The class to read in the data is:
class Minimal:
def __init__(self, data=[]):
self.data = data
def readFile(self, filename):
f = open(filename, 'r')
for line in f:
line = line.strip()
columns = line.split()
#creates a list of angle, intensity and error and appends it to the diffraction pattern
self.data.append( [float(columns[0]), float(columns[1]), float(columns[2])] )
f.close()
def printData(self):
for dataPoint in self.data:
print str(dataPoint)
The datafiles look like:
1 4 2
2 5 2.3
3 4 2
4 6 2.5
5 8 5
6 10 3
The program I am using to actually create the instances of Minimal is:
from minimal import Minimal
d1 = Minimal()
d1.readFile("data1.xye")
d2 = Minimal()
d2.readFile("data2.xye")
d3 = Minimal()
d3.readFile("data3.xye")
print "Data1"
print d1
d1.printData()
print "\nData2"
print d2
d2.printData()
print "\nData3"
print d3
d3.printData()
The output is:
Data1
<minimal.Minimal instance at 0x016A35F8>
[1.0, 4.0, 2.0]
[2.0, 5.0, 2.3]
[3.0, 4.0, 2.0]
[4.0, 6.0, 2.5]
[5.0, 8.0, 5.0]
[6.0, 10.0, 3.0]
[2.0, 4.0, 2.0]
[3.0, 5.0, 2.3]
[4.0, 4.0, 2.0]
[5.0, 6.0, 2.5]
[6.0, 8.0, 5.0]
[7.0, 10.0, 3.0]
[3.0, 4.0, 2.0]
[4.0, 5.0, 2.3]
[5.0, 4.0, 2.0]
[6.0, 6.0, 2.5]
[7.0, 8.0, 5.0]
[8.0, 10.0, 3.0]
Data2
<minimal.Minimal instance at 0x016A3620>
[1.0, 4.0, 2.0]
[2.0, 5.0, 2.3]
[3.0, 4.0, 2.0]
[4.0, 6.0, 2.5]
[5.0, 8.0, 5.0]
[6.0, 10.0, 3.0]
[2.0, 4.0, 2.0]
[3.0, 5.0, 2.3]
[4.0, 4.0, 2.0]
[5.0, 6.0, 2.5]
[6.0, 8.0, 5.0]
[7.0, 10.0, 3.0]
[3.0, 4.0, 2.0]
[4.0, 5.0, 2.3]
[5.0, 4.0, 2.0]
[6.0, 6.0, 2.5]
[7.0, 8.0, 5.0]
[8.0, 10.0, 3.0]
Data3
<minimal.Minimal instance at 0x016A3648>
[1.0, 4.0, 2.0]
[2.0, 5.0, 2.3]
[3.0, 4.0, 2.0]
[4.0, 6.0, 2.5]
[5.0, 8.0, 5.0]
[6.0, 10.0, 3.0]
[2.0, 4.0, 2.0]
[3.0, 5.0, 2.3]
[4.0, 4.0, 2.0]
[5.0, 6.0, 2.5]
[6.0, 8.0, 5.0]
[7.0, 10.0, 3.0]
[3.0, 4.0, 2.0]
[4.0, 5.0, 2.3]
[5.0, 4.0, 2.0]
[6.0, 6.0, 2.5]
[7.0, 8.0, 5.0]
[8.0, 10.0, 3.0]
Tool completed successfully
Default value data is evaluated only once; data attributes of Minimal instances reference the same list.
>>> class Minimal:
... def __init__(self, data=[]):
... self.data = data
...
>>> a1 = Minimal()
>>> a2 = Minimal()
>>> a1.data is a2.data
True
Replace as follow:
>>> class Minimal:
... def __init__(self, data=None):
... self.data = data or []
...
>>> a1 = Minimal()
>>> a2 = Minimal()
>>> a1.data is a2.data
False
See “Least Astonishment” in Python: The Mutable Default Argument.
Consider the following:
def d():
print("d() invoked")
return 1
def f(p=d())
pass
print"("Start")
f()
f()
It prints
d() invoked
Start
Not
Start
d() invoked
d() invoked
Why? Because default arguments are computed on function definition (and stored in some kind of internal global for reuse every subsequent time they are needed). They are not computed on each function invocation.

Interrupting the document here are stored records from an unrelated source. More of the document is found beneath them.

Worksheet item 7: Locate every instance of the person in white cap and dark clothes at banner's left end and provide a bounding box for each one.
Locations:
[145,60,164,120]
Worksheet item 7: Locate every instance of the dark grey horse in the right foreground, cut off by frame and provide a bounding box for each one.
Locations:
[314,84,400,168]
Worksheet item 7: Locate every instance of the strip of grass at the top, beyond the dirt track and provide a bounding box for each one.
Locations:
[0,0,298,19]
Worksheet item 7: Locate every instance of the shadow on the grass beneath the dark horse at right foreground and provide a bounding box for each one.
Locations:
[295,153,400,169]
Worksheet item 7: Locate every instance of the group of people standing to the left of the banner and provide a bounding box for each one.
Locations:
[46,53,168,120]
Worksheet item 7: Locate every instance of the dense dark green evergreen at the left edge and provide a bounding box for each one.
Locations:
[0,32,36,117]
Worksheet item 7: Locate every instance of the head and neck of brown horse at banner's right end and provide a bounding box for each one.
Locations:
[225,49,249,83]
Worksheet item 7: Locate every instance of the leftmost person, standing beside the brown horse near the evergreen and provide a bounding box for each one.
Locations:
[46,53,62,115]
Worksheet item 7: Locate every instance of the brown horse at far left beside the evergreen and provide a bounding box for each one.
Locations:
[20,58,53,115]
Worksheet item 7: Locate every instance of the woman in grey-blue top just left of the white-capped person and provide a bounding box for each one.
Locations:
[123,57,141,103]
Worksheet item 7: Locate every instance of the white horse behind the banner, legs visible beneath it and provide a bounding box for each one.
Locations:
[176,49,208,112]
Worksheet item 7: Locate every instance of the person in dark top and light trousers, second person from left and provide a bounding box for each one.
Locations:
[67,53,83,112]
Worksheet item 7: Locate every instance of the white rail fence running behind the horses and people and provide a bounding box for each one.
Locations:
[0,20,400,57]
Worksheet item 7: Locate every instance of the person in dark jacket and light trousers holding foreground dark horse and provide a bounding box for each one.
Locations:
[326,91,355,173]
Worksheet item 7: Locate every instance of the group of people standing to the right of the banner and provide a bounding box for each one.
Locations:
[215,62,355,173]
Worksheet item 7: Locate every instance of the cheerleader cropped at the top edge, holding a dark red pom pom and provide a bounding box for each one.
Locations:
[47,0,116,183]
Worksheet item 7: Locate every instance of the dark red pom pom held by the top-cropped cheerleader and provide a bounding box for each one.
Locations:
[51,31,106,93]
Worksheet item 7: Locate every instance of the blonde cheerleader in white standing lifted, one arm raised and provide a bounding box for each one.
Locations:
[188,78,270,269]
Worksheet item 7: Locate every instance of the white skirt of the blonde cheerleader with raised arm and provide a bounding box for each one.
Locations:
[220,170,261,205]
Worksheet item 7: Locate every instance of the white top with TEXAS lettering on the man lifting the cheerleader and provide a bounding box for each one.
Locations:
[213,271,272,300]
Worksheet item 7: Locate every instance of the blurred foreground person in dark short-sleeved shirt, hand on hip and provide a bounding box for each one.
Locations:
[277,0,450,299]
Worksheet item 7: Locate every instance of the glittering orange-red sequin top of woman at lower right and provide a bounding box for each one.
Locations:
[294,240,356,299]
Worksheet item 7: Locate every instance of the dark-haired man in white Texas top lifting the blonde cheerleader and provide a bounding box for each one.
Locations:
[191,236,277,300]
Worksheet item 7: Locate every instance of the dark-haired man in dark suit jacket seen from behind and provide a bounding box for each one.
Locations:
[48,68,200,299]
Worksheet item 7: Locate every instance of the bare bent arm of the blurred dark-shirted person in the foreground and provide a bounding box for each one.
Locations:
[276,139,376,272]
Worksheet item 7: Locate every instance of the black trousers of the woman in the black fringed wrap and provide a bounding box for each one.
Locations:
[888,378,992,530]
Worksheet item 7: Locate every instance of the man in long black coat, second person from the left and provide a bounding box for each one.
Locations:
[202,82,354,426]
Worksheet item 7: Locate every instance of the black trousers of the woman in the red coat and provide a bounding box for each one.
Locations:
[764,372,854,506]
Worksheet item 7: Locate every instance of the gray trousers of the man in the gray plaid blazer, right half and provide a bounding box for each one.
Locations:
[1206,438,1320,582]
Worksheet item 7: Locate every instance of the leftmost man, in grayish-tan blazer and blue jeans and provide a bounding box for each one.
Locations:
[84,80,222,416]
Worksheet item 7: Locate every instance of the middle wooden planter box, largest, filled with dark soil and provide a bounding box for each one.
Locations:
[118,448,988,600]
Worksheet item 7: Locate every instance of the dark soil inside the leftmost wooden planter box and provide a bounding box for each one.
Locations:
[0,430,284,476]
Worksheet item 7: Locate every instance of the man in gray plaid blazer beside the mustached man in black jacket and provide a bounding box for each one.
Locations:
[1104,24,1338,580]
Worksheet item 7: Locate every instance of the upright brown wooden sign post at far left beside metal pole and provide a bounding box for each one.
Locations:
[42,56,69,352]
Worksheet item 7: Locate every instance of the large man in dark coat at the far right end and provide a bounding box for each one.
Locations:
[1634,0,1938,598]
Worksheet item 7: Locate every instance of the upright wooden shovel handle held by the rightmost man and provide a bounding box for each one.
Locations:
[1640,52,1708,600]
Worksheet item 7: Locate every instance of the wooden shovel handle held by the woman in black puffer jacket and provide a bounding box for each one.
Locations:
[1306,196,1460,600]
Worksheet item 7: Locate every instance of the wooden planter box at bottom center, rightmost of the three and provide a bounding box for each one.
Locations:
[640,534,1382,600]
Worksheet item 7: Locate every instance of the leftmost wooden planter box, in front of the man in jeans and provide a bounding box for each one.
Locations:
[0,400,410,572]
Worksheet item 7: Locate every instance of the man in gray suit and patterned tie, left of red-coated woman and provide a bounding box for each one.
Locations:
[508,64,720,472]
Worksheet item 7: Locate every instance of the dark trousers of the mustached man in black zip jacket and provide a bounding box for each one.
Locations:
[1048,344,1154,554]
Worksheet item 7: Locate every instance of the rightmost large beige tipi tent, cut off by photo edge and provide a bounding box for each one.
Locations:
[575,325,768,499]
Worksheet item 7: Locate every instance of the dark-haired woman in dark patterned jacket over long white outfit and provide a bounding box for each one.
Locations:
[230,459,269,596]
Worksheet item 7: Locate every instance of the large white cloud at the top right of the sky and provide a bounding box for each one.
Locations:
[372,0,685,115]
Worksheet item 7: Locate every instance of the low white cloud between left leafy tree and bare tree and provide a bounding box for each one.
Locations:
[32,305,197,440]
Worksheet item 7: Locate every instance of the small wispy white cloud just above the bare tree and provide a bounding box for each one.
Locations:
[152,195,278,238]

In other words, they behave more or less like:
_f_p_default= d()
def f(p)
if p is None: p= _f_p_default
pass
Make the above substitution in your code, and you will understand the problem immediately.
The correct form for your code was already provided by #falsetru . I'm just trying to explain the rationale.